Opening a bank account is an important step toward financial independence and responsible money management. It lets you securely store your money, learn about banking services, and develop essential financial skills.
If you opened a bank account when you were a child, it’s likely a savings account, but there are multiple options as you get older. Here’s a quick overview:
Savings account
A savings account provides a safe place to deposit and grow your money while earning interest. With low or no balance requirements, savings accounts are an accessible way to learn the importance of saving money, how to set goals, and prepare for future expenses.
Checking account
A checking account offers a bit more flexibility for everyday transactions. It lets you deposit and withdraw money easily, write checks, and make electronic payments.

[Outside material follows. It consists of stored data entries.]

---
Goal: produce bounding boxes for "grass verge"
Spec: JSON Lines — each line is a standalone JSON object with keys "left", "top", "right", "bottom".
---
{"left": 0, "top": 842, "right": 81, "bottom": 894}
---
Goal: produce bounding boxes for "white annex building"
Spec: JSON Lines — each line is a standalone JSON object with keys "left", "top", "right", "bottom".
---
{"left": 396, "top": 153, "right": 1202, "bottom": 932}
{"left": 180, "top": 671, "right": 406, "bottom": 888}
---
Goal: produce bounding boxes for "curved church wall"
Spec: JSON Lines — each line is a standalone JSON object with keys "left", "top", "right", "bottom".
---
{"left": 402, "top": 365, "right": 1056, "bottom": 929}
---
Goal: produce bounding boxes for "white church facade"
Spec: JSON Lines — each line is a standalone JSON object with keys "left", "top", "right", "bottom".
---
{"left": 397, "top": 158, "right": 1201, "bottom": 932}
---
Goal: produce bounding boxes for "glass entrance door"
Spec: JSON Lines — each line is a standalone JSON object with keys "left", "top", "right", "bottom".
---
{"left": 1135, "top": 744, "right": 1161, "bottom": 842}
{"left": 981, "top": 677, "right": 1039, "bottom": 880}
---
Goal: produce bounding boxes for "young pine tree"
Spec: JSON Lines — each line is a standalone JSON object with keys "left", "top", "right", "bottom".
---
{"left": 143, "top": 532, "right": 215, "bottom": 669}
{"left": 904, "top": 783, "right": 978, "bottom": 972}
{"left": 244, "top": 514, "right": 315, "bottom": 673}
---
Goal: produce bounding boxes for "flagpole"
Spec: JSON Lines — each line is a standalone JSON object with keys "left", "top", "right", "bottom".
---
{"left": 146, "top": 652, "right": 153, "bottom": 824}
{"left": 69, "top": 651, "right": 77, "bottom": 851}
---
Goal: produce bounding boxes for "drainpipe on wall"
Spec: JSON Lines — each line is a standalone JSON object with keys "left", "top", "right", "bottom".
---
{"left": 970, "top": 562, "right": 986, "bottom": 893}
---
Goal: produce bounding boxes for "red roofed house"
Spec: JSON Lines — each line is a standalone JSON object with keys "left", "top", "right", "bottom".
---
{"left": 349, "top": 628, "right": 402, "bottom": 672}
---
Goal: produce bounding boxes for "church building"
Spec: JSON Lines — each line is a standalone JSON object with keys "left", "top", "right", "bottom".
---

Checking accounts often have the option of a debit card, which you can use to make in-person purchases without cash and access your money from ATMs. By managing a checking account, you’ll begin developing budgeting skills and understanding the basics of personal finance.
Joint account
A joint account is shared with a parent or guardian, which means the adult can easily help manage your finances or quickly transfer you money if needed. Joint accounts can be especially useful for shared savings goals or when a teenager is not of legal age to have an account solely in their name.
Before choosing an account, make sure to compare the various features, fees, and services. Don’t forget to compare accounts across financial institutions as well. It also doesn’t hurt to discuss your options with a parent or guardian who can provide guidance and support in making an informed decision. No matter which account is right for you, beginning a financial relationship is an important step, one that opens even more possibilities in the future.